This can be false when $k$ has characteristic $p$. For example, ${\mathbb{F}}_{4}\times {\mathbb{F}}_{4}$ cannot be generated by a single element over ${\mathbb{F}}_{2}$, because we would have ${\mathbb{F}}_{4}\times {\mathbb{F}}_{4}\cong {\mathbb{F}}_{2}[X]/p$ for some polynomial $p$. This can only happen if $p$ is the product of two distinct degree $2$ irreducibles, but there is only one degree $2$ irreducible over ${\mathbb{F}}_{2}$.

On the other hand, if $k$ has characteristic $0$, we can get around this problem. If $A$ is a finite product $\prod _{i}{K}_{i}$, we can write ${K}_{i}\cong k[X]/{p}_{i}$ for irreducible polynomials ${p}_{i}$. If the ${p}_{i}$ are distinct, then $A\cong k[X]/\prod _{i}{p}_{i}$, by the Chinese Remainder Theorem. If not, we can replace ${p}_{i}(X)$ by ${p}_{i}(X+n)$ for some $n\in \mathbb{Z}$. In characteristic $0$, these are all distinct polynomials, so we can ensure that $\prod _{i}{p}_{i}$ has no repeated factors.

Here is a proof in the more general case when $k$ is infinite: as above, we are done if we can show that there are infinitely many distinct polynomials among $\{{p}_{i}(X+a)\mid a\in k\}$. Suppose that there are only finitely many.

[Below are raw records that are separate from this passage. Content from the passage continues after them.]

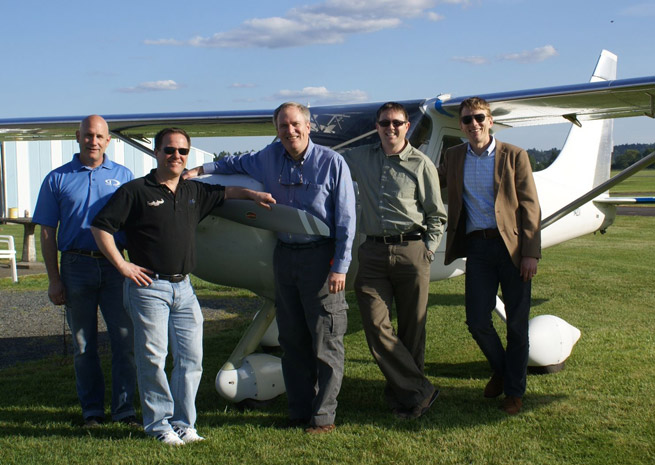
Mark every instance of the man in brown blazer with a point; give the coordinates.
(494, 221)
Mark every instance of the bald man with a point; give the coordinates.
(70, 197)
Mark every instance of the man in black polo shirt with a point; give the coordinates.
(159, 214)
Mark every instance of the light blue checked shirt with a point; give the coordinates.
(478, 192)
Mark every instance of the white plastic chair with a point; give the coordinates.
(9, 253)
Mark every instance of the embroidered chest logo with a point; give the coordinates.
(155, 203)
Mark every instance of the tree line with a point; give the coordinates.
(623, 156)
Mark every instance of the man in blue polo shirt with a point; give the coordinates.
(70, 197)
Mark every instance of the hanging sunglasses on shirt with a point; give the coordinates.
(468, 119)
(172, 150)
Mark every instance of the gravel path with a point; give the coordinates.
(32, 328)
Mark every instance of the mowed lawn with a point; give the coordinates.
(598, 410)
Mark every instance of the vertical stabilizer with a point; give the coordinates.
(585, 159)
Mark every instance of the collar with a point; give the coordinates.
(151, 179)
(489, 151)
(403, 154)
(78, 166)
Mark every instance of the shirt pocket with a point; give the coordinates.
(401, 186)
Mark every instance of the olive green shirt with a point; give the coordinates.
(398, 193)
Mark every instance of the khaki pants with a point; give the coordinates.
(397, 273)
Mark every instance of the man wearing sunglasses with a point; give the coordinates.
(159, 214)
(310, 271)
(494, 221)
(403, 218)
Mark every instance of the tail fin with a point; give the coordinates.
(585, 159)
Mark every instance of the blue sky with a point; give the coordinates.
(78, 57)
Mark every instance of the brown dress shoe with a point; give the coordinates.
(320, 429)
(494, 387)
(512, 405)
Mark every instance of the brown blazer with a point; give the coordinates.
(518, 214)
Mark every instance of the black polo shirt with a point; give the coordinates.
(160, 226)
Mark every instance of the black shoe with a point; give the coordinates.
(130, 421)
(494, 387)
(93, 422)
(295, 423)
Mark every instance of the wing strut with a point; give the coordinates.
(129, 141)
(626, 173)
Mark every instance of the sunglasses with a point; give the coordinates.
(172, 150)
(468, 119)
(385, 123)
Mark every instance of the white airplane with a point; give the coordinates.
(236, 242)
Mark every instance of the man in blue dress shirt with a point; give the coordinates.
(70, 197)
(310, 271)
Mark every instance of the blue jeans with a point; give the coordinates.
(166, 314)
(488, 264)
(91, 282)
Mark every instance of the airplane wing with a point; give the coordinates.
(626, 200)
(280, 218)
(573, 103)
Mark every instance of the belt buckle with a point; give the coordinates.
(390, 240)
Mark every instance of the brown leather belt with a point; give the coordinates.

By the pigeonhole principle, there must be an infinite set $S\subset k$ such that ${p}_{i}(X+a)={p}_{i}(X+b)$ for all $a,b\in S$.

But then ${p}_{i}(a)={p}_{i}(b)$ for all $a,b\in S$, so ${p}_{i}$ is constant, as a function, on an infinite subset of $k$, which can only happen if ${p}_{i}$ itself is constant.